Commercials and other forms of advertising are too invasive and manipulative and should be regulated to only include factual information.
Every time they flip on the television, viewers are forced to spend an enormous chunk of time watching advertisements just to enjoy a few minutes of actual programming. In these ads, everything from competing brands of spaghetti sauce to children’s toys to freaking Snuggies are strategically marketed toward viewers.
This is understandable to a degree. Broadcast companies need to make money to fund programming, and other companies need to advertise their products. It is a match made in corporate heaven. The infuriating part is how manipulative these advertisements have become over time. It has gotten to the point where advertisements will try to appeal to the emotions and sexual urges of viewers just to sell soda and chips.
According to a Nielsen Media Research quote in a March 12, 2006 Entrepreneur Magazine article, more than 100,000 product placements appeared on the six broadcast networks during the 2004-05 season, a 28 percent increase from the previous season. The number of advertisements is increasing because commercials rake in cash for both the networks and featured brands, but unfortunately, this revenue comes at a cost for consumers.
According to a MarketingCharts report, companies spent $63.8 billion on television advertising in 2012, a number that is projected to rise to $81.6 billion by 2017. Companies pour money into research on how to make commercials more appealing to consumers. Advertising techniques such as emotional manipulation, sexual imagery, bandwagoning and appeals to working or high-class markets are all common methods used by companies to push products.

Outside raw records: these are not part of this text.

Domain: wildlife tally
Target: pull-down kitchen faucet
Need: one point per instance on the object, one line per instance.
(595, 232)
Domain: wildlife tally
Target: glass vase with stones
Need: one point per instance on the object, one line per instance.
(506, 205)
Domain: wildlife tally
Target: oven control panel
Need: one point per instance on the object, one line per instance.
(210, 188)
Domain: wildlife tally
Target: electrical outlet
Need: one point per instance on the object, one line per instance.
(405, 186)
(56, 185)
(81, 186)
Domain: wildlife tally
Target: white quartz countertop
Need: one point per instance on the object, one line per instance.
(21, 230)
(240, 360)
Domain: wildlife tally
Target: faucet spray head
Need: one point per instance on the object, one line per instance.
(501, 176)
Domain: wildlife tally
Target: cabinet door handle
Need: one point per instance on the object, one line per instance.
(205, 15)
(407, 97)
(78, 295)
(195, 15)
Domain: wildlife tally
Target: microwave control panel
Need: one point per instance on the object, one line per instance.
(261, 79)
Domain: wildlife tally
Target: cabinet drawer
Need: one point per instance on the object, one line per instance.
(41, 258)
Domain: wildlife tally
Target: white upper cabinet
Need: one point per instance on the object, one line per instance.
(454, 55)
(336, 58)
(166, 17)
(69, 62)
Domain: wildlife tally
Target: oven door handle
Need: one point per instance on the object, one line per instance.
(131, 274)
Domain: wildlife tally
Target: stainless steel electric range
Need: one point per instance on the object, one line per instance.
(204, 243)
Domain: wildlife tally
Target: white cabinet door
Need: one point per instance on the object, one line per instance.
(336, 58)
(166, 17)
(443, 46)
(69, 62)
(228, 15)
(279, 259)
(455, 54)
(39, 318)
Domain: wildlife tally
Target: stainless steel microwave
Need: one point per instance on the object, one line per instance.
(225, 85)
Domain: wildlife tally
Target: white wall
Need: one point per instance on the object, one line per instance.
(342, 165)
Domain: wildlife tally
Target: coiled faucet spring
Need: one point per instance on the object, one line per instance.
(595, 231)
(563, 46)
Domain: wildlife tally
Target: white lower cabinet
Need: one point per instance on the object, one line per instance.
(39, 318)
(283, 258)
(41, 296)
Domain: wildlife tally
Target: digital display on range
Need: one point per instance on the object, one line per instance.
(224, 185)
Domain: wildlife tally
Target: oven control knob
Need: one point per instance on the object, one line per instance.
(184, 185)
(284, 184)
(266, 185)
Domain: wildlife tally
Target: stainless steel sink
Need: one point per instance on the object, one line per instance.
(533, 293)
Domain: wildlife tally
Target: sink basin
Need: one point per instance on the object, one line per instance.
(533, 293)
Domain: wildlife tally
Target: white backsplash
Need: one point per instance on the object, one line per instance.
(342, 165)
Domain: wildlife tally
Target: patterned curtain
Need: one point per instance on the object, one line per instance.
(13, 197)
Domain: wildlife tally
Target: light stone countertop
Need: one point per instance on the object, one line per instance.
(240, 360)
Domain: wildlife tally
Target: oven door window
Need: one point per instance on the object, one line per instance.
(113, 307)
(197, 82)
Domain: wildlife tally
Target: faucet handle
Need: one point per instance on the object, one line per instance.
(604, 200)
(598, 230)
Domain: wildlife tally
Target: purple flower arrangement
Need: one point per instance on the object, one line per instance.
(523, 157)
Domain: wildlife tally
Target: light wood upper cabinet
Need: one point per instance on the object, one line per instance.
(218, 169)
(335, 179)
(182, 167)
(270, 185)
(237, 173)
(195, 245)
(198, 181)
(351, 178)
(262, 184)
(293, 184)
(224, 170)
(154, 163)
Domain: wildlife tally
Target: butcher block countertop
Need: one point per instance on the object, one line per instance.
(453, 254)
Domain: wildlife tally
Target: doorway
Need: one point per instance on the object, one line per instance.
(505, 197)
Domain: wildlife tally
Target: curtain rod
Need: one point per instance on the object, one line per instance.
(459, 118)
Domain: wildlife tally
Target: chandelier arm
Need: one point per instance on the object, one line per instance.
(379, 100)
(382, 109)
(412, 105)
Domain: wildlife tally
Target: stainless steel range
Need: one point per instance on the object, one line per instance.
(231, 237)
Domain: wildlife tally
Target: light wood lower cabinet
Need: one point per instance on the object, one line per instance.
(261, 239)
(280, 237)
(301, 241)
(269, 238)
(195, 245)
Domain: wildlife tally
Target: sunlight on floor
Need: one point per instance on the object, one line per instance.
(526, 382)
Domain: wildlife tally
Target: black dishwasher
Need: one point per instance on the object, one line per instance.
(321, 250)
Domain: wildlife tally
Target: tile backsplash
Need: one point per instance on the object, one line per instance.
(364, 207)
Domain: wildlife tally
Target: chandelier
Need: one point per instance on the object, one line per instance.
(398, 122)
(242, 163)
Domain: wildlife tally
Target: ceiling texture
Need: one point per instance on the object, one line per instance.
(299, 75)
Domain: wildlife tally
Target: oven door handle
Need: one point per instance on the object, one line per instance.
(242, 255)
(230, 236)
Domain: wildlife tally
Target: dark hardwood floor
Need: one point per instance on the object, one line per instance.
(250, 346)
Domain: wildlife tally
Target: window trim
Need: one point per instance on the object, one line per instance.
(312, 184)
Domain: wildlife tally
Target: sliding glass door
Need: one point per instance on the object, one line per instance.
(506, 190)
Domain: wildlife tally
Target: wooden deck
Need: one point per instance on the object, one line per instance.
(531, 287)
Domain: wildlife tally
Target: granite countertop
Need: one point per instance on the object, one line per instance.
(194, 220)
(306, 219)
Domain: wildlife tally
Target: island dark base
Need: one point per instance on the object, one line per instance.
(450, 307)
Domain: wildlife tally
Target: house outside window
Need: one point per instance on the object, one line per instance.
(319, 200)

These techniques are used to manipulate the public, causing individuals to think less of themselves and seek material possessions in order to enhance their self-image. This line of thinking is dangerous and destructive to a healthy populace. It creates a society of individuals who think little of themselves, cannot exert control and tend to buy into ideals sold by corporations that ultimately do not care about them outside of their role as consumers.
Fortunately, there are various ways to remedy this. Consumers must educate themselves about manipulative advertising techniques so they can recognize when they are being played. Consumers must learn to control the urge to buy that has been implanted by advertising overload. In the big picture, individuals must simply recognize that purchasing products does not enhance their worth or desirability. Anybody who says otherwise more than likely only cares about making bank.
The responsibility does not only lie in the hands of consumers. Corporations can take steps to improve advertising. Large corporations could easily use their power for good by advocating positive messages that remind viewers of their self-worth in ads. They could provide excellent, high-quality products that do not need to rely on manipulative marketing techniques to sell. That said, it is unlikely most large corporations will change their ways unless an educated consumer base demands it.
I am tired of watching commercials of half-naked women miming oral sex in order to sell a bottle of vodka or a car. I no longer want to see a jar of spaghetti sauce being advertised as a way to bring the family together. I am sick of triggers and cues being so forced into my brain that every time I see a fast food joint, I can only think of burgers being stacked sensuously in slow-motion. For consumers, cash often says more than a vote. In that case, those dollars should be spent supporting companies who see consumers as more than bags of money.